Vidal Valley is a 20-mile (32 km) long valley in the far eastern Colorado Desert bordering the Colorado River. Most of the valley is in eastern San Bernardino County, California, but the outfall on the Colorado River is in northeast Riverside County. Vidal Valley forms the large border of the south side of the east-west block of the Whipple Mountains massif, the landform that forces the Colorado to flow southeast, then back southwest. The southeast exit of the valley into Parker Valley on the Colorado River skirts the north end of the Riverside Mountains (see photo). The Colorado River Aqueduct crosses the midpoint of the valley at Vidal Junction, California.
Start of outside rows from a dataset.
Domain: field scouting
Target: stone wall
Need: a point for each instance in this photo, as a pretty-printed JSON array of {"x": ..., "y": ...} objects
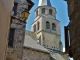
[
  {"x": 5, "y": 12},
  {"x": 31, "y": 54},
  {"x": 74, "y": 27},
  {"x": 16, "y": 51}
]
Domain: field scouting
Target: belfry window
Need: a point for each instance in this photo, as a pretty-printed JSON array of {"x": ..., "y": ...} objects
[
  {"x": 47, "y": 25},
  {"x": 40, "y": 40},
  {"x": 53, "y": 27},
  {"x": 37, "y": 13},
  {"x": 50, "y": 11},
  {"x": 38, "y": 25},
  {"x": 43, "y": 11},
  {"x": 34, "y": 28},
  {"x": 15, "y": 8}
]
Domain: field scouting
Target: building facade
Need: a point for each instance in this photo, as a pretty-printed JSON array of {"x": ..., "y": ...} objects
[
  {"x": 46, "y": 26},
  {"x": 17, "y": 29},
  {"x": 5, "y": 13},
  {"x": 74, "y": 27}
]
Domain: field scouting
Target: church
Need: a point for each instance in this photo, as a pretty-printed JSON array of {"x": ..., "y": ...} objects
[
  {"x": 45, "y": 30},
  {"x": 43, "y": 42}
]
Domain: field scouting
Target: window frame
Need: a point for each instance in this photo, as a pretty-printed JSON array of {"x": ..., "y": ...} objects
[
  {"x": 34, "y": 27},
  {"x": 47, "y": 25},
  {"x": 38, "y": 25},
  {"x": 53, "y": 26},
  {"x": 50, "y": 11}
]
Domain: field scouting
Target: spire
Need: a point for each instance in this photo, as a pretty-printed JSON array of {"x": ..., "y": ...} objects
[{"x": 44, "y": 2}]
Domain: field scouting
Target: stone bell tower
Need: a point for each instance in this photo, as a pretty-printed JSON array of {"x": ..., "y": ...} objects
[{"x": 46, "y": 26}]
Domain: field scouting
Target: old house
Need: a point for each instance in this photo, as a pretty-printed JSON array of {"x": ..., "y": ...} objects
[
  {"x": 43, "y": 42},
  {"x": 72, "y": 33},
  {"x": 5, "y": 13}
]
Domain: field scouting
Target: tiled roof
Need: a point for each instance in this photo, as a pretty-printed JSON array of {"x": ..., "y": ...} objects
[
  {"x": 30, "y": 43},
  {"x": 56, "y": 56}
]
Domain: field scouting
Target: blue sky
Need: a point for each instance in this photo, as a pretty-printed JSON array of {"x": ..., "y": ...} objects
[{"x": 62, "y": 15}]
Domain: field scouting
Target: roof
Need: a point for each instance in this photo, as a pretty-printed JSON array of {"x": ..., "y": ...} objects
[
  {"x": 30, "y": 43},
  {"x": 44, "y": 2},
  {"x": 57, "y": 56}
]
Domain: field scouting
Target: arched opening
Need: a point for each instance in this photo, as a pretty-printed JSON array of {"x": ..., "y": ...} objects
[
  {"x": 34, "y": 28},
  {"x": 36, "y": 13},
  {"x": 43, "y": 11},
  {"x": 50, "y": 11},
  {"x": 53, "y": 27},
  {"x": 47, "y": 25},
  {"x": 38, "y": 25},
  {"x": 40, "y": 40}
]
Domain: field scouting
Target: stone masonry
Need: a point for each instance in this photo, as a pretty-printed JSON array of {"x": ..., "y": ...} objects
[
  {"x": 15, "y": 53},
  {"x": 31, "y": 54},
  {"x": 74, "y": 27}
]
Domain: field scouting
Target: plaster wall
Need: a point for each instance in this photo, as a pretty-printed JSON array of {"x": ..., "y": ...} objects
[{"x": 5, "y": 12}]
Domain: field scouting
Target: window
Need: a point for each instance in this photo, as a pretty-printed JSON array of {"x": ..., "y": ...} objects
[
  {"x": 47, "y": 25},
  {"x": 53, "y": 27},
  {"x": 43, "y": 10},
  {"x": 15, "y": 8},
  {"x": 11, "y": 37},
  {"x": 38, "y": 25},
  {"x": 34, "y": 28},
  {"x": 50, "y": 11},
  {"x": 37, "y": 13}
]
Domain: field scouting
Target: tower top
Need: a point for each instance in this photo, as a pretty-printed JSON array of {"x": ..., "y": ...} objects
[{"x": 44, "y": 2}]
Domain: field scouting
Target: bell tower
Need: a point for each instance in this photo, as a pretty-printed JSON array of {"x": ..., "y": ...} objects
[{"x": 46, "y": 26}]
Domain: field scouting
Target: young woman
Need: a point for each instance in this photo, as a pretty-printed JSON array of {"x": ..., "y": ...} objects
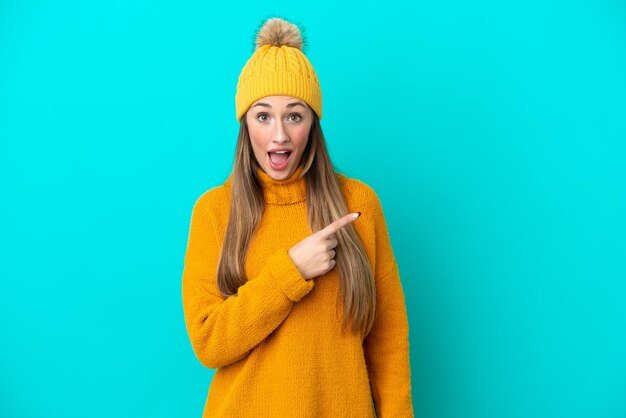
[{"x": 296, "y": 302}]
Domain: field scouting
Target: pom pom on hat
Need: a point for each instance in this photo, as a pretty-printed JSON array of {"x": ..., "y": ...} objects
[
  {"x": 279, "y": 67},
  {"x": 278, "y": 32}
]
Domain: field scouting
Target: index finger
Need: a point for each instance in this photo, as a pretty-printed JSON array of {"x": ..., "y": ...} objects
[{"x": 338, "y": 224}]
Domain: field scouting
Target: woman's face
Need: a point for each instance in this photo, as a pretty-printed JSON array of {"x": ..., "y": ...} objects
[{"x": 275, "y": 123}]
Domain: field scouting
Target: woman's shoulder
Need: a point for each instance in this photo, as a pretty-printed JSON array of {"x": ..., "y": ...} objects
[
  {"x": 358, "y": 192},
  {"x": 213, "y": 199}
]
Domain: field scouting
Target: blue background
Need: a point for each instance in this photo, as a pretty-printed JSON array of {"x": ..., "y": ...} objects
[{"x": 494, "y": 133}]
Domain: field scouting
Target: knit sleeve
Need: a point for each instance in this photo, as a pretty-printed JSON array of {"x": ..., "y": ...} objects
[
  {"x": 386, "y": 347},
  {"x": 223, "y": 331}
]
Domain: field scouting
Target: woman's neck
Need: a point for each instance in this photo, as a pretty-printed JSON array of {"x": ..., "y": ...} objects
[{"x": 283, "y": 192}]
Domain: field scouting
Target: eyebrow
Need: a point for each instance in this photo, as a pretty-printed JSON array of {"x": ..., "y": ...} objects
[{"x": 288, "y": 105}]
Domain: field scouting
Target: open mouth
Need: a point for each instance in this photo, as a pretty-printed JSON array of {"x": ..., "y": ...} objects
[{"x": 278, "y": 160}]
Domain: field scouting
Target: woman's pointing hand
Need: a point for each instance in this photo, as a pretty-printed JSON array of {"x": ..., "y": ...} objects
[{"x": 315, "y": 255}]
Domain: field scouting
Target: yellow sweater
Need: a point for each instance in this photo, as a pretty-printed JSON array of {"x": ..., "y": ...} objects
[{"x": 277, "y": 345}]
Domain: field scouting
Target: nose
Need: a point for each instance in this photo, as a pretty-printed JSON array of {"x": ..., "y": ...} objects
[{"x": 280, "y": 134}]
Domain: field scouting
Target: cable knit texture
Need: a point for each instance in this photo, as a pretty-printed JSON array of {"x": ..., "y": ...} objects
[{"x": 277, "y": 345}]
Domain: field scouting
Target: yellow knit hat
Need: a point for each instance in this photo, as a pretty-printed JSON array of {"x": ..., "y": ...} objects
[{"x": 278, "y": 67}]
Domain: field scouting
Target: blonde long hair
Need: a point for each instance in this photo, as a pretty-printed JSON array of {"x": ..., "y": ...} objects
[{"x": 324, "y": 202}]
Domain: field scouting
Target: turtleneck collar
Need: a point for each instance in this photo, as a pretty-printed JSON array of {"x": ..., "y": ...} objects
[
  {"x": 283, "y": 192},
  {"x": 280, "y": 192}
]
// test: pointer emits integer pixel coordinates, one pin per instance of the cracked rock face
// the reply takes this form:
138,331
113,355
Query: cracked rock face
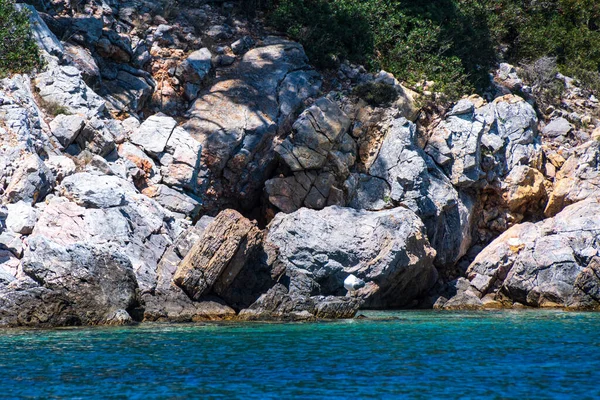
552,263
237,118
387,249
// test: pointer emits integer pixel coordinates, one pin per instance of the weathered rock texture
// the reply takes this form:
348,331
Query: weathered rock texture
552,263
388,249
133,164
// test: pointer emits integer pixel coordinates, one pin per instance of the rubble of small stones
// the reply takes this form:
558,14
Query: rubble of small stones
183,165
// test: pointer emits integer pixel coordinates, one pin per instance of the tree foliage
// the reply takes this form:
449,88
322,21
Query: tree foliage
18,51
452,42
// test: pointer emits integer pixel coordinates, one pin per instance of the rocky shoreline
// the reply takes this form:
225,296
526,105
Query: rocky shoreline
161,170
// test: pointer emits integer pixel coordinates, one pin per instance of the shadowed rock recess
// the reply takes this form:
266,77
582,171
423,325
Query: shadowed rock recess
166,170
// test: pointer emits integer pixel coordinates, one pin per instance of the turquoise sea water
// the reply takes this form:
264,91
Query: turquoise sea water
504,354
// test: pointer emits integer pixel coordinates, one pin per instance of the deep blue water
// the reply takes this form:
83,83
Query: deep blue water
504,355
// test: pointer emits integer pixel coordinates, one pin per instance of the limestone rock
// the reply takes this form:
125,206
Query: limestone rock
174,200
154,133
557,127
524,188
63,87
97,137
181,161
578,179
237,118
31,182
315,134
387,249
139,227
21,218
96,281
552,263
65,128
93,191
195,67
219,257
416,181
43,37
455,144
242,45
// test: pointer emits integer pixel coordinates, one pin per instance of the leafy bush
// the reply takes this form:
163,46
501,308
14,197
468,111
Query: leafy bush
452,42
328,30
376,94
18,51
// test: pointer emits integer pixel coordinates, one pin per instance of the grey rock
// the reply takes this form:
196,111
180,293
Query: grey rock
21,218
153,134
96,281
226,248
552,263
140,227
129,91
31,182
195,67
65,128
219,32
96,136
43,37
242,45
557,127
578,179
368,192
418,183
455,145
12,243
61,166
181,161
147,166
174,200
237,118
388,249
63,86
85,62
92,191
315,133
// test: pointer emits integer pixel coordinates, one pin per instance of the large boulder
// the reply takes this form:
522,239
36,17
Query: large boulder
31,182
154,133
116,213
552,263
417,182
578,179
388,249
237,118
69,285
315,134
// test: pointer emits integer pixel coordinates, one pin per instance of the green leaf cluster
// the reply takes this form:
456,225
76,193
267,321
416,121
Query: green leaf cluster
18,50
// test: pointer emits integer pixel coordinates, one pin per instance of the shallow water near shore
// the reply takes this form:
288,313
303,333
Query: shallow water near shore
493,354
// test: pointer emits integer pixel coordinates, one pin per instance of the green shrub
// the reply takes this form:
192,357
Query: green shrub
429,40
18,51
452,42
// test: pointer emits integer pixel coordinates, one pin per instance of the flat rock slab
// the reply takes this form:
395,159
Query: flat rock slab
387,249
219,257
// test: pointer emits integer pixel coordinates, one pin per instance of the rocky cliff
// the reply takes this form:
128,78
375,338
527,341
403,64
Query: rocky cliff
195,166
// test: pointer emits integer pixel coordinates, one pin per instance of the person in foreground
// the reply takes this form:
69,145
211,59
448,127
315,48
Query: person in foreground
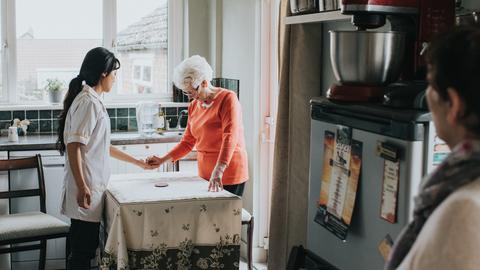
84,134
444,231
214,127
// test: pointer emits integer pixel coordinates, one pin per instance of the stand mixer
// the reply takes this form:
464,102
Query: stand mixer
367,62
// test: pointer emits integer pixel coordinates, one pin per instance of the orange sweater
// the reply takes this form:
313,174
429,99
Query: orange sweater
217,134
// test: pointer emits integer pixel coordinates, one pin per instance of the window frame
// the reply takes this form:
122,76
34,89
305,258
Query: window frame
8,53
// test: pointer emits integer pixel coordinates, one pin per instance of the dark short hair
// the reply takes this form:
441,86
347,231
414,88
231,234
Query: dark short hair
454,62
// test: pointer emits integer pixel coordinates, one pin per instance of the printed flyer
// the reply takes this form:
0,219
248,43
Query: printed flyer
342,160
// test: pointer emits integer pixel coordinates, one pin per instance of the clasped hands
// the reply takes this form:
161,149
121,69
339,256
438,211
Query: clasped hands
214,184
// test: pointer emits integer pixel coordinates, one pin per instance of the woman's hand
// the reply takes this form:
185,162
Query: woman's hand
215,183
84,197
144,165
155,161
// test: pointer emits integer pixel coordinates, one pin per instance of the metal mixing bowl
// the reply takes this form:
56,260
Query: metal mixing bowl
367,57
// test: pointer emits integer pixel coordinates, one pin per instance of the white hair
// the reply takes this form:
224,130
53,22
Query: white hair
192,70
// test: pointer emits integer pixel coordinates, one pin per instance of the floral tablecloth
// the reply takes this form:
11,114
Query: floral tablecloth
181,226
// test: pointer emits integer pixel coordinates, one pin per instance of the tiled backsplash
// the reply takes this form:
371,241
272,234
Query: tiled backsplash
46,121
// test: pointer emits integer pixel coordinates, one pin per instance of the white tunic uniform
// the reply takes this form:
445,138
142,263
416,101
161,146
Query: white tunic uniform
87,123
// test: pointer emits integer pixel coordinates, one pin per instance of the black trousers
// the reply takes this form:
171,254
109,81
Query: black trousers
84,240
235,189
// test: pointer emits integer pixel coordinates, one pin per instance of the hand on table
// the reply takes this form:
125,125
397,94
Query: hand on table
215,182
145,165
155,161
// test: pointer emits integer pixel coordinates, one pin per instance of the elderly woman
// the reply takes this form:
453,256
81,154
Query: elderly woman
444,231
214,128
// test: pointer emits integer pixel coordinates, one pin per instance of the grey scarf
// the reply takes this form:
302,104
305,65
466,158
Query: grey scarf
461,167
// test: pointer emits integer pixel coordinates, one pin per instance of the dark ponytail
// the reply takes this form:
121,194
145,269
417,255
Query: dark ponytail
97,61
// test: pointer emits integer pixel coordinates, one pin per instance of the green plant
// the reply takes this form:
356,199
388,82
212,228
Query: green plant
54,85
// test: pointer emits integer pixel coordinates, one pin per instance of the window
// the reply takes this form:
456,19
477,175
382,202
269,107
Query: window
48,39
142,47
52,44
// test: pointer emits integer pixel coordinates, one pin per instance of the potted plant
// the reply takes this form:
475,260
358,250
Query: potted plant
55,88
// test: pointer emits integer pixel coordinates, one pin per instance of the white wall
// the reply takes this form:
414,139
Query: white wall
240,62
199,27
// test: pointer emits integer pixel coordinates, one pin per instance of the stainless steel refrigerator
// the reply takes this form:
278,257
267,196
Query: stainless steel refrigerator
412,133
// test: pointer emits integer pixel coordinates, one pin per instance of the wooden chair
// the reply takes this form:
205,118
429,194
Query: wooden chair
30,226
247,219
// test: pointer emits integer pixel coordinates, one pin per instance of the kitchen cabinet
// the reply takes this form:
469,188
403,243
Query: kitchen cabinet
4,258
326,16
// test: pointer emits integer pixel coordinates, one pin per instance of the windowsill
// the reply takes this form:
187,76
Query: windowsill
22,107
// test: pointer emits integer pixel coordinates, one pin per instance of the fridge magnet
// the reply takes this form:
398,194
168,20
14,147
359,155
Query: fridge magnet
440,151
341,171
391,177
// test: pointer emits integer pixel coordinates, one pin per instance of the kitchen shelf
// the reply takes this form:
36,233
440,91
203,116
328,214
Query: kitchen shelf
317,17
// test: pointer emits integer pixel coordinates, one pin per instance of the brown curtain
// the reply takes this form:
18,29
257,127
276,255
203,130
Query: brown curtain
300,74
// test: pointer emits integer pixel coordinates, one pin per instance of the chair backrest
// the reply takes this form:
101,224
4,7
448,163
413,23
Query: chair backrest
34,162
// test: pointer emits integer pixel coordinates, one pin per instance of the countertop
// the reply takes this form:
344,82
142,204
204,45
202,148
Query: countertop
47,142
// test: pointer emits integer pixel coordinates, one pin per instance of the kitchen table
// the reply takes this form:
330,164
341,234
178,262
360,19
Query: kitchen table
180,226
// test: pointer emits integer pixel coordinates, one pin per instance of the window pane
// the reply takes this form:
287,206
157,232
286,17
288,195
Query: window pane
142,41
147,74
53,37
136,72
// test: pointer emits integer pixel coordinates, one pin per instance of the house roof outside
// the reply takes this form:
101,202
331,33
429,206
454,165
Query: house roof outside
150,32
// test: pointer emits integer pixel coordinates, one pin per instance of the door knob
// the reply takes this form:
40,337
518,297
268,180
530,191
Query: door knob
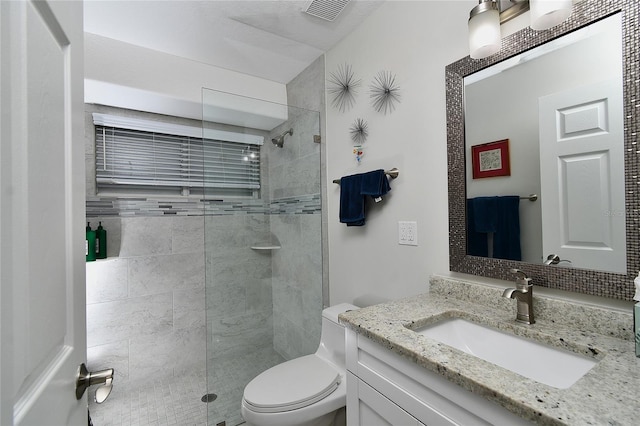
87,378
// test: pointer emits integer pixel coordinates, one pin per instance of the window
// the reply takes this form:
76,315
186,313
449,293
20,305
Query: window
150,158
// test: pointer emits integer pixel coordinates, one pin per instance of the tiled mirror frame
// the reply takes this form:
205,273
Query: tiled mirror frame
607,284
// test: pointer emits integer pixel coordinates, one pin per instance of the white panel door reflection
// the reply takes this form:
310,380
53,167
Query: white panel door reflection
582,176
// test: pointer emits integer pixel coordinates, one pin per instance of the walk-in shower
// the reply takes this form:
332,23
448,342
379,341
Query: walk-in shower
263,250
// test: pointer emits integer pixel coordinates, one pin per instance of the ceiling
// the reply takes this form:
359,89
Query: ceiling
274,40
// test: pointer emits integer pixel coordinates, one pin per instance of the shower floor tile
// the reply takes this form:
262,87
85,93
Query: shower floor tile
170,401
177,400
228,378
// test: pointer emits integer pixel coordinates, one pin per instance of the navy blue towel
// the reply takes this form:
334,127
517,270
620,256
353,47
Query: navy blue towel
506,241
351,201
353,190
497,215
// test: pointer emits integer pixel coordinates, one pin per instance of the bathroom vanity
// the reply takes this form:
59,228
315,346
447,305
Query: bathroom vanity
397,374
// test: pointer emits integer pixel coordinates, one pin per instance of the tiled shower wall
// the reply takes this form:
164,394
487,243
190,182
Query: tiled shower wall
146,301
298,267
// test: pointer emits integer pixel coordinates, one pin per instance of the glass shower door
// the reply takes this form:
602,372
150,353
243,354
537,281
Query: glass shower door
263,246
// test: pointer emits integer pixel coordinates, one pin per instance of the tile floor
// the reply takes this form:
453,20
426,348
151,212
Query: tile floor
177,400
228,379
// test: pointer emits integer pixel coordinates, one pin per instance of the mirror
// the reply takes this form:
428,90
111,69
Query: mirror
612,280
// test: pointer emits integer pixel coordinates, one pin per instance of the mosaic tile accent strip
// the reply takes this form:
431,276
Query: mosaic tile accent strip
112,206
304,204
617,286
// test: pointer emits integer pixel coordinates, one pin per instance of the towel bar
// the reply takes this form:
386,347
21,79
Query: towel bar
393,173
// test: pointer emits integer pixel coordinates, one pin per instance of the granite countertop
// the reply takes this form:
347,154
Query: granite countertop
608,394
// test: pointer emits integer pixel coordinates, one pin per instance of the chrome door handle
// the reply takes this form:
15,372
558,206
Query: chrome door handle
86,379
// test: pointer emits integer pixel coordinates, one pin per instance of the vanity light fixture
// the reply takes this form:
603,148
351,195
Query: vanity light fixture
485,19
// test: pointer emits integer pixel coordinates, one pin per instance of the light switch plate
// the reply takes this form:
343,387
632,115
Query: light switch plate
408,233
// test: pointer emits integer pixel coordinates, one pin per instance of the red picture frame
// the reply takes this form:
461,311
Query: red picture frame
491,159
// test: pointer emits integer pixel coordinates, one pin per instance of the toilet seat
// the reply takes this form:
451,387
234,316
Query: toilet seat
292,385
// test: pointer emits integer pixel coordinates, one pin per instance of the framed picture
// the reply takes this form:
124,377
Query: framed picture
491,159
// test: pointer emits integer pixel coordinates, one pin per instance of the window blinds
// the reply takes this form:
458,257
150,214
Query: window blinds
136,159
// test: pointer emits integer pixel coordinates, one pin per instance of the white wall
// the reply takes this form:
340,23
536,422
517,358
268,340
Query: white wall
127,76
414,40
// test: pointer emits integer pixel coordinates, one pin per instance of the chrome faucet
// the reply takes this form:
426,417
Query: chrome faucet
523,293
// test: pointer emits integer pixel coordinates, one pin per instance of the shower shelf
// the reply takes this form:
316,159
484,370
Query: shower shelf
265,247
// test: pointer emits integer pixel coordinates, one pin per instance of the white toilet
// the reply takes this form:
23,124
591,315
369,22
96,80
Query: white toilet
306,391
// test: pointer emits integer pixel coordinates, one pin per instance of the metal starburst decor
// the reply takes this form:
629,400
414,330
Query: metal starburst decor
359,131
342,87
384,92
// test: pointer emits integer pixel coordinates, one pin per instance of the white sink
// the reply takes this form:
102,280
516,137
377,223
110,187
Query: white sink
545,364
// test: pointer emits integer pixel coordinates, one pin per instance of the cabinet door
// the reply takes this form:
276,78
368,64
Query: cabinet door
373,409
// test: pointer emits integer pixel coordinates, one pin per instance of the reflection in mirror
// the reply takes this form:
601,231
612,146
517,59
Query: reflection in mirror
562,274
561,112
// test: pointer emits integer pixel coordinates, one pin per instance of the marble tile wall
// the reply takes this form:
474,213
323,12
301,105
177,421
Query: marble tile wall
297,268
297,284
146,301
238,282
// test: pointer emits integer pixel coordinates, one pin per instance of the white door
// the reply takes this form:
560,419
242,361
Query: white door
42,293
582,176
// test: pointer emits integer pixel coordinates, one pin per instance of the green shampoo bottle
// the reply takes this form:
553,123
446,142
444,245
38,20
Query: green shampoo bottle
101,242
90,244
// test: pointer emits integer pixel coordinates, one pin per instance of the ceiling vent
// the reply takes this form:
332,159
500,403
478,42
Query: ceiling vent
326,9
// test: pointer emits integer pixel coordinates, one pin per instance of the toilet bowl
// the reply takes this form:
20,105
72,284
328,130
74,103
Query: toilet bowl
305,391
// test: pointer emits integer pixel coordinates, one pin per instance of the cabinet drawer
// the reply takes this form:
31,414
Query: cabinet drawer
425,395
372,409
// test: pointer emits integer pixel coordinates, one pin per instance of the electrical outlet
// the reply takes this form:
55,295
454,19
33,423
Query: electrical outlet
408,233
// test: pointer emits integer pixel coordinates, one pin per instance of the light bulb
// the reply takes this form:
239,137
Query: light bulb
484,30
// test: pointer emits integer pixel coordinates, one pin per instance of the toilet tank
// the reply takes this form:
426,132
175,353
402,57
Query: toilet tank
332,347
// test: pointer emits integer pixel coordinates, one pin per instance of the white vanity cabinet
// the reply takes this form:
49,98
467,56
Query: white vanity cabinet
384,388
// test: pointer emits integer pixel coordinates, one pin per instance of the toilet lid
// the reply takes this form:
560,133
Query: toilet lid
291,385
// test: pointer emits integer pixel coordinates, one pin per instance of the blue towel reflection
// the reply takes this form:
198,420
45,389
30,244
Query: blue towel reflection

The Vidal Valley also lies due east of the Danby Dry Lake landform.

==Geography==
Vidal Valley is bordered by the Whipple Mountains on the northeast and the Riverside Mountains on the south. The valley drains mostly northwest-to-southeast, with its outfall into a southwest-flowing section of the Colorado River. The north of the valley is bordered on the west by the Turtle Mountains, and the south side of the Chemehuevi Valley. The center point of the valley, both east-west and north-south is at Vidal Junction located at U.S. Route 95 in California and California State Route 62. Vidal Junction is located at .

===Natural history===
The Vidal Valley is in the climate, ecoregion, and plant community transition zone to the higher Mojave Desert on the north from the lower-elevation Colorado Desert on the south.

===Watersheds===
The Vidal Valley watershed enters the Colorado River opposite the Bouse Wash Watershed in western Arizona. Both watersheds enter the Parker Valley, mostly occupied by the Colorado River Indian Reservation. As desert washes, typically little or no water flows at the outfall points into the Colorado River, except during rainstorm events. Both the Vidal Valley and the Bouse Wash are in the north of the Imperial Reservoir Watershed.

The headwater region of the valley is north of Vidal Junction; the water divide is east of the Turtle Mountains, and due west of the east-west trending Whipple Mountains block. North of the water divide is the southside of Chemehuevi Valley and Chemehuevi Wash.